In this study, although other age groups were not included in the comparison of the power of different spectrums, extensive correlation comparisons were made for different psychometric scales. From this preliminary result, it is evident that the indicators of IS represented 68% of the total variance in the entire brain beta oscillation power (%) using regression analysis (adjusted R2). Such information has not been reported previously for perimenopausal women, using the non-invasive brain wave device. Impulsiveness is a personality trait whose force can be modulated through hormone fluctuations. These hormonal alterations involve prefrontal-subcortical neurocircuitry modulatory activities that result in an imbalanced contribution of the sub-thalamic nucleus associated with irritability and impulse control disorders [16, 45, 53]. Furthermore, emotions shape behaviour. Inappropriate impulsiveness relates to the anger emotion, which may lead to adverse behaviour such as suicide or violence and interrupt social function. Exploring a reliable indicator for reflecting the intensity of impulses in middle-aged older women is important. Notably, the precise reappraisal of IS or other psychological matters for perimenopausal women also accounts for the advancement in research requirements for clinical or neuroscience researchers. The present study presents a novel academic view on impulsive-EEG biomarkers in the course of menopause transition. For evaluating perimenopause emotional vulnerability, tracking band power modulation through various interventions—such as neurofeedback or meditation for psychological well-being across the lifespan—should be considered in improving women’s health.

We analysed the RPV of frequency bands in each channel using whole-brain averages, not conducting derived analyses of these spectrum bands, such as their spatial coherence or asymmetry. The strength of our approach was that 20–45 epochs were obtained for each band in the statistical analysis, which helped determine the effective size and resulted in a high-reliability estimate. Furthermore, apart from the correlation between the beta power and IS score, the cross-correlational findings of this study identified no neurophysiological biomarker for psychological characteristics in perimenopausal women. These observations further indicate that the quantitative EEG methodology has discriminative power and offers objective and biological insight into cognitive processes, as our study results revealed no significant relationship between delta, theta, alpha, and gamma powers and the SAI, DI, and BIS scores in perimenopausal women. Such a result could encourage clinical care professionals to work on a brain evidence-based manner in the health promotion during the early ageing stages of perimenopausal women.

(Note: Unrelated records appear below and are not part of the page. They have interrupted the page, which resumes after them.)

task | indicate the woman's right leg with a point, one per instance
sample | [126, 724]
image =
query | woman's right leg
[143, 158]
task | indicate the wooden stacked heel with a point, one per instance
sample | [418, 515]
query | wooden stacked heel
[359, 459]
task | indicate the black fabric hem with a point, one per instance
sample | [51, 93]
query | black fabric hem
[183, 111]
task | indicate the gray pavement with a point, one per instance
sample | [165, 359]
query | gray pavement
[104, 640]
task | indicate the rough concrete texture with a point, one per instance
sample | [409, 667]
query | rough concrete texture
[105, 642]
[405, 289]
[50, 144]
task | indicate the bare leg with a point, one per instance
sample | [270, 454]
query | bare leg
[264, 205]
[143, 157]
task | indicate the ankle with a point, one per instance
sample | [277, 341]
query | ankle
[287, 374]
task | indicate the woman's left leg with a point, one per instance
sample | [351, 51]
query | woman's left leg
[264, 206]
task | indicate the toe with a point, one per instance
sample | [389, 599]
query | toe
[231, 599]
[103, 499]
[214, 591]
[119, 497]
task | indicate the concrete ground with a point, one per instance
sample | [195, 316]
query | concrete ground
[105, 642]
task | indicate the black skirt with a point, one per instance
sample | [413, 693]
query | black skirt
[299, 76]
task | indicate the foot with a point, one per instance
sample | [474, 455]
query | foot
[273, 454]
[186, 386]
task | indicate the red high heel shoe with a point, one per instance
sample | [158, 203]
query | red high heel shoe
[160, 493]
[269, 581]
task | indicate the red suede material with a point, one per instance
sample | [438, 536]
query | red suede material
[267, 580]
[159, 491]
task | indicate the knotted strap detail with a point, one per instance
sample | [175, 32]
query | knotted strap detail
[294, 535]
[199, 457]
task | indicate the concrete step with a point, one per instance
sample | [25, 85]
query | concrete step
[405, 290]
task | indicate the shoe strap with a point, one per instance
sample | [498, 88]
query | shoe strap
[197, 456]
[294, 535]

This study has several limitations. First, we did not address the power spectral density of each band or conduct functional connectivity analysis. Furthermore, we did not apply multiple comparisons due to the fact that the dataset collected was continuous variable, and we had no means of converting these values to categories. Finally, changes in ovarian hormone production affected various neuropsychological health outcomes. Conceivably, however, this study provides more advanced analysis perspectives for future investigations.

Conclusion

This pilot study shows that the rsEEG beta power specifically predicts impulsivity in perimenopausal women, proposing it as a potential biomarker to assist future research on neurobehavioural estimations in perimenopausal women.